Chiswick Health Club was the preserve of the wealthy and the connected. I fell into the latter category thanks to Chaz who was, of course, a Gold Member. As was our tragic wont, we sat there, post-match in the glittering bar, phwoaring impotently at the myriad toned-looking women as they flounced past our table. Yes of course it was self-mocking. What do you take us for, sad, middle-aged husbands? Truth is, lengthy marriages can do that to a man. As can short marriages. As can any bloody relationship or lack thereof. We’re men. I’ve told you, we can’t help it. And, as a paid-up member of the weaker sex, confessing my sudden career hiatus to another man did not come naturally. We don’t do that sort of thing. We front up. But if not Chaz, who else was I going to tell?

’Fuck,’ was his pithy rejoinder.

’Yeah, I know.’


’You know why? Because I’m a dinosaur. My technical skills are out of date and I couldn’t sell a dummy to Bobby Moore. And he’s dead.’


’Oh fuck, come on.’

’The footballer?’

’I’m old, mate,’ I whined, miming speech marks in the air around ‘old’, ‘in my game, anyway. I should’ve seen it coming. Idiot. I was completely vulnerable there but I just closed my eyes hoping it would go away. And now...I’m basically…useless.’

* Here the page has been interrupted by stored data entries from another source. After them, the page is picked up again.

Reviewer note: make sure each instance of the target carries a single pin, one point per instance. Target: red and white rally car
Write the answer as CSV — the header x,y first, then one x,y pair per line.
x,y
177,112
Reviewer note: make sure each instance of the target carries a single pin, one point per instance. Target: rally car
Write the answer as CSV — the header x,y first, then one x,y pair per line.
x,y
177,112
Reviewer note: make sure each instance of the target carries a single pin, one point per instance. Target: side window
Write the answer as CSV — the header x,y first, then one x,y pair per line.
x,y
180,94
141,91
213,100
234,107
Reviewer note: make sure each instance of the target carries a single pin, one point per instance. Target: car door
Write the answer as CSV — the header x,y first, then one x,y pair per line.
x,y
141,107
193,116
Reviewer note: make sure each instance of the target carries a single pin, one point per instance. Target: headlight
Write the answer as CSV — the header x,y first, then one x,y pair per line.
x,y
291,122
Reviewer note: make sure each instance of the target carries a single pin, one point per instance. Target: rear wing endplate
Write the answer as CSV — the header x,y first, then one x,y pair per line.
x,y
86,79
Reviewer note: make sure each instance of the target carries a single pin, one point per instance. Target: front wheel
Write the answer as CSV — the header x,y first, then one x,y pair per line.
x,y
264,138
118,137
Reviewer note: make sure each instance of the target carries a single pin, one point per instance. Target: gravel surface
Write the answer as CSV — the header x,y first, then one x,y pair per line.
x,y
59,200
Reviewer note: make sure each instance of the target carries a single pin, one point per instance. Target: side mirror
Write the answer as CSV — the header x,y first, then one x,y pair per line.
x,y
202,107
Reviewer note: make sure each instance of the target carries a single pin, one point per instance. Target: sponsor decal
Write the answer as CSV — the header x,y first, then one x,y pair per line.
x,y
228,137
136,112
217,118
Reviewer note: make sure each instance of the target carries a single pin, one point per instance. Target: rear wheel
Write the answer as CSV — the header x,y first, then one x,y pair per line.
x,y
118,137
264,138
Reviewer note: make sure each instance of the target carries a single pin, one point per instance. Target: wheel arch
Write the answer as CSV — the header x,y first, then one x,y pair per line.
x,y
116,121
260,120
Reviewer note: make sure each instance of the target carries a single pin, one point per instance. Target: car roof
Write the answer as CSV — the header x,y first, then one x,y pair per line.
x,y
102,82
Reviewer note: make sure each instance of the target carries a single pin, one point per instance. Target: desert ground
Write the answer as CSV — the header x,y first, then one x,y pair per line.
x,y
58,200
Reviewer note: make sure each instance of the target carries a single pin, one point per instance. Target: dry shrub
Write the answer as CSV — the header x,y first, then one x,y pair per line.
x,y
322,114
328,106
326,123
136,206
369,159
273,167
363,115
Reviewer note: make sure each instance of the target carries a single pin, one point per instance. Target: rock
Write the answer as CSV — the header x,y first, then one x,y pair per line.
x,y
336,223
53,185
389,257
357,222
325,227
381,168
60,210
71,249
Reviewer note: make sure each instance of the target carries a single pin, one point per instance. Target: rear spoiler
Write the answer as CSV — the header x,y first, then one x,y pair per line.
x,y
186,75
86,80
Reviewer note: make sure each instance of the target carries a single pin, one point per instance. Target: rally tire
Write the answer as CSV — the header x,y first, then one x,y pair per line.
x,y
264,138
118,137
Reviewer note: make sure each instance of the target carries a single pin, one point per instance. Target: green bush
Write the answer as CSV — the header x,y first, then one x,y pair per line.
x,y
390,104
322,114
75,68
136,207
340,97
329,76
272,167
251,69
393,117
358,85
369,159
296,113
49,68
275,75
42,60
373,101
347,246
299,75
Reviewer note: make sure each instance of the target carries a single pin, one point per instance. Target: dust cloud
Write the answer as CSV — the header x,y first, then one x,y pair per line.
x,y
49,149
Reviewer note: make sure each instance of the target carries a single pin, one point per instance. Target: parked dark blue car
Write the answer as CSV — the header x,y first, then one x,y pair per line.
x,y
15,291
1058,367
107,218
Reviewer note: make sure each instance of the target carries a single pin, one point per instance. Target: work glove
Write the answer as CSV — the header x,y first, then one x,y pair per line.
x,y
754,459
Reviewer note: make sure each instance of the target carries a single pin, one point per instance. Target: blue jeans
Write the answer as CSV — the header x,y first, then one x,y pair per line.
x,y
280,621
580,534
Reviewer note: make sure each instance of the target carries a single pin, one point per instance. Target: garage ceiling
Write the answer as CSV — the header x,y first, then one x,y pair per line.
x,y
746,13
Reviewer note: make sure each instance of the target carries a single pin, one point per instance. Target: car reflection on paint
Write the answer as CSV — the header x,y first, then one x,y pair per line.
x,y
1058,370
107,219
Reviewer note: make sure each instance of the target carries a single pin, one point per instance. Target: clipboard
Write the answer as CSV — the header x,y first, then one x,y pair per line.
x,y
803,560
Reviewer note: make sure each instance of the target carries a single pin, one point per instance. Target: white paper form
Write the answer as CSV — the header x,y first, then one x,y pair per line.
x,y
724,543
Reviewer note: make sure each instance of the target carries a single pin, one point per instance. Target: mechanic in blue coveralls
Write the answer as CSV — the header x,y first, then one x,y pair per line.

’But apart from that, how’s everything?’

I laughed, but it hurt, saying it all out loud like that. ‘Don’t know what I’m going to do.’

’What did they give you?’

’Six months’ salary. After seventeen years. No clock, no cake, no farewell party.’

’Mate, listen. And don’t be embarrassed or too bloody proud, ok? I know what you’re like.’

Oh no. He was going to offer me money. ‘It’s all right, Chaz,’ I said, feigning stoicism, ‘I’ll survive. Lisa’s doing ok and...’

’We need a driver…for the partners. Just to tide you over.’

In all honesty, I’d have swallowed my pride and accepted a few grand, but...I mean, I’m not a snob - there’s nothing wrong with a driving job - but I couldn’t see myself ferrying smug, overfed accountants around London, doffing my cap and polishing the bumper while waiting for them to finish their Michelin-starred lunches. And anyway, you can’t do that job properly without a licence. I’d amassed a few too many points and still had a month to go before getting it back. I know, I know - shouldn’t have got caught.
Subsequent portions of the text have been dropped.